Le soir même — vous voyez que les événements se précipitent — j’entrais dans un hôtel avec quelques amis.
Aussitôt vient à nous un petit garçon, qui avait l’air de mépriser les biens de la terre, fonction qui se généralise de plus en plus et qui a pour avantage immédiat de faire une population mendiante et abrutie.
Il nous demande quelques sous. « Pourquoi ne travailles-tu pas ? lui dis-je.
— Je ne peux pas trouver d’ouvrage, Monsieur. » C’est la réponse invariable.
« Viens avec moi, je vais t’en donner. »
Je l’amène et lui offre une douzaine de Lanternes à vendre.
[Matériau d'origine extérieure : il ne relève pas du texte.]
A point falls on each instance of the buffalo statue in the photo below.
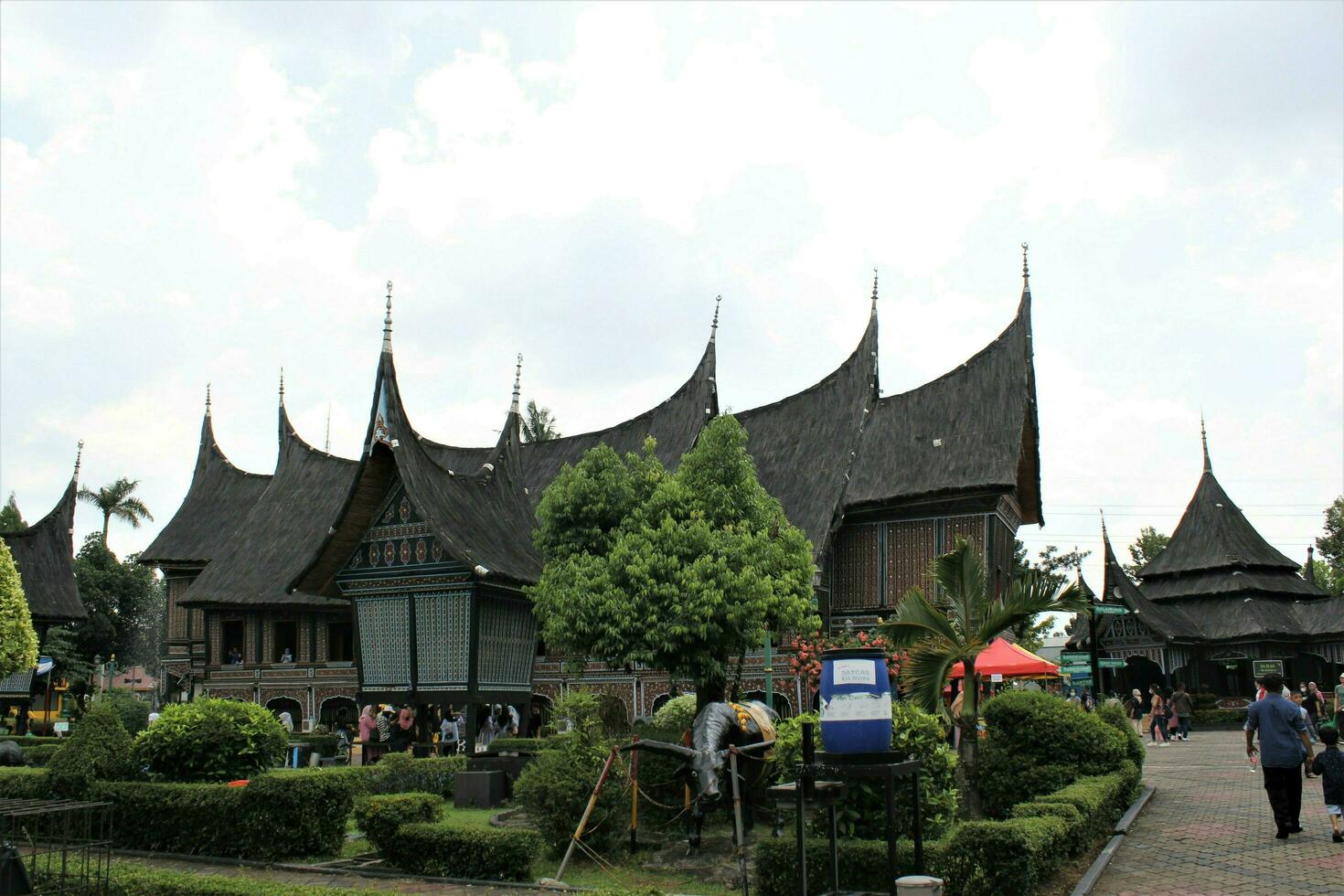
(717, 729)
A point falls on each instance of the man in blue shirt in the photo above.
(1284, 747)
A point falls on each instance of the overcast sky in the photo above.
(197, 194)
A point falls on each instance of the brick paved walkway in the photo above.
(1209, 830)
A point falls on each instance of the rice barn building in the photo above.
(400, 577)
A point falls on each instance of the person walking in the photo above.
(1283, 747)
(1157, 718)
(1181, 707)
(1135, 709)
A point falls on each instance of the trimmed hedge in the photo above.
(25, 784)
(1011, 856)
(1014, 856)
(276, 816)
(863, 864)
(380, 817)
(39, 753)
(131, 879)
(440, 849)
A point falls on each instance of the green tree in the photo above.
(1331, 546)
(1146, 549)
(955, 626)
(539, 425)
(10, 517)
(17, 640)
(116, 500)
(123, 602)
(679, 571)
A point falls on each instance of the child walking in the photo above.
(1329, 766)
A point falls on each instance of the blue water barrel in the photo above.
(855, 700)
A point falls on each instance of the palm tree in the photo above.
(114, 501)
(964, 618)
(539, 425)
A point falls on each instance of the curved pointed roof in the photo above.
(218, 500)
(281, 532)
(974, 427)
(45, 557)
(1214, 535)
(804, 445)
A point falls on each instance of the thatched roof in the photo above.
(974, 427)
(218, 500)
(281, 532)
(45, 557)
(805, 445)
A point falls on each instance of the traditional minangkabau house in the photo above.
(1214, 601)
(400, 577)
(45, 555)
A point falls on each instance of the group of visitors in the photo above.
(1164, 713)
(1285, 753)
(394, 730)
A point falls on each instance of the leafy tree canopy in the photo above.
(682, 571)
(1146, 549)
(125, 606)
(10, 517)
(1331, 546)
(117, 500)
(17, 640)
(539, 423)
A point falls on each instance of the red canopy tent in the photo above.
(1008, 660)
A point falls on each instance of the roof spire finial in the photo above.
(388, 321)
(517, 383)
(1203, 438)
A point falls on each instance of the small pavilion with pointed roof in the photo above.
(423, 549)
(45, 555)
(1215, 600)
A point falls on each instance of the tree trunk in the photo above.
(968, 772)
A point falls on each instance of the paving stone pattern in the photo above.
(1209, 830)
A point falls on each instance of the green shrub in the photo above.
(25, 784)
(863, 864)
(677, 713)
(39, 753)
(555, 786)
(1040, 743)
(400, 774)
(515, 744)
(129, 879)
(477, 853)
(1115, 716)
(914, 732)
(100, 750)
(380, 817)
(296, 813)
(1011, 856)
(211, 741)
(133, 710)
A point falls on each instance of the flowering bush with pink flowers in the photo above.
(805, 661)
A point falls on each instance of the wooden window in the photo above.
(285, 641)
(340, 641)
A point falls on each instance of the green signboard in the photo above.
(1263, 667)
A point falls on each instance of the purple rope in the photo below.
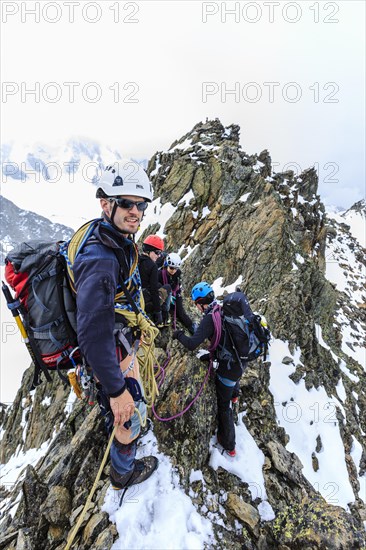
(216, 317)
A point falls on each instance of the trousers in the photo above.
(226, 427)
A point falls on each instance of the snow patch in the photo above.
(157, 514)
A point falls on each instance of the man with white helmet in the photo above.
(105, 266)
(170, 274)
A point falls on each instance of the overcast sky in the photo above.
(295, 70)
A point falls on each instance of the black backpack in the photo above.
(245, 335)
(36, 271)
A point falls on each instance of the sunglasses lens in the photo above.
(127, 204)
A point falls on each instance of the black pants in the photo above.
(226, 428)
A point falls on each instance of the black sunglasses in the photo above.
(127, 204)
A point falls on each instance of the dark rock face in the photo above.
(242, 222)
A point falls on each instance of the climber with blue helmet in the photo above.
(226, 389)
(170, 274)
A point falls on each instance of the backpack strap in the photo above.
(165, 276)
(217, 322)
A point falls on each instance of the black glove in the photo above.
(158, 318)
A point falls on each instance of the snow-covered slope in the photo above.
(58, 181)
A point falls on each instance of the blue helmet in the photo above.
(203, 293)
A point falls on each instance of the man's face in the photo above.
(126, 219)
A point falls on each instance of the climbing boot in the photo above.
(166, 318)
(231, 453)
(143, 469)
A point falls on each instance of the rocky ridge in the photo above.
(238, 223)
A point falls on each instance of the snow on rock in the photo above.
(356, 454)
(247, 465)
(219, 289)
(156, 211)
(244, 197)
(187, 197)
(307, 415)
(141, 521)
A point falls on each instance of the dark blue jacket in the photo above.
(97, 274)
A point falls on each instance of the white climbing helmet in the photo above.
(124, 177)
(173, 260)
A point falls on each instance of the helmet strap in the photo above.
(110, 219)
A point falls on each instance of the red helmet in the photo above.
(155, 242)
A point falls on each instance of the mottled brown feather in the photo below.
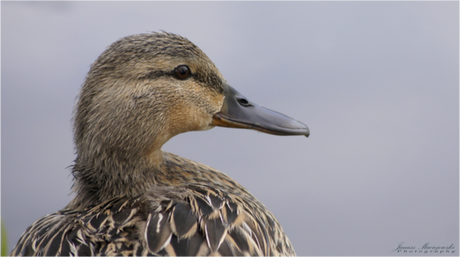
(132, 199)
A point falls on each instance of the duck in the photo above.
(133, 199)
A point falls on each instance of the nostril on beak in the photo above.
(243, 102)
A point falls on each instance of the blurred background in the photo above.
(377, 82)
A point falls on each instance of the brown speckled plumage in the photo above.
(132, 199)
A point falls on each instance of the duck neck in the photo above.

« Oh, monsieur, je ne peux pas vendre ce papier-là, fit-il en regardant la vignette.
— Tiens ! pourquoi ça ?
— Parce que, monsieur, je me ferai prendre ; c’est ce qu’on a dit aujourd’hui à un petit garçon qui le vendait.
— Mais l’a-t-on pris, ce petit garçon ?
— Non.
— Eh bien ! on ne te prendra pas davantage, toi.
— Ah ! j’ai trop peur.
— Écoute, si tu te fais prendre, je te déprendrai ; va toujours.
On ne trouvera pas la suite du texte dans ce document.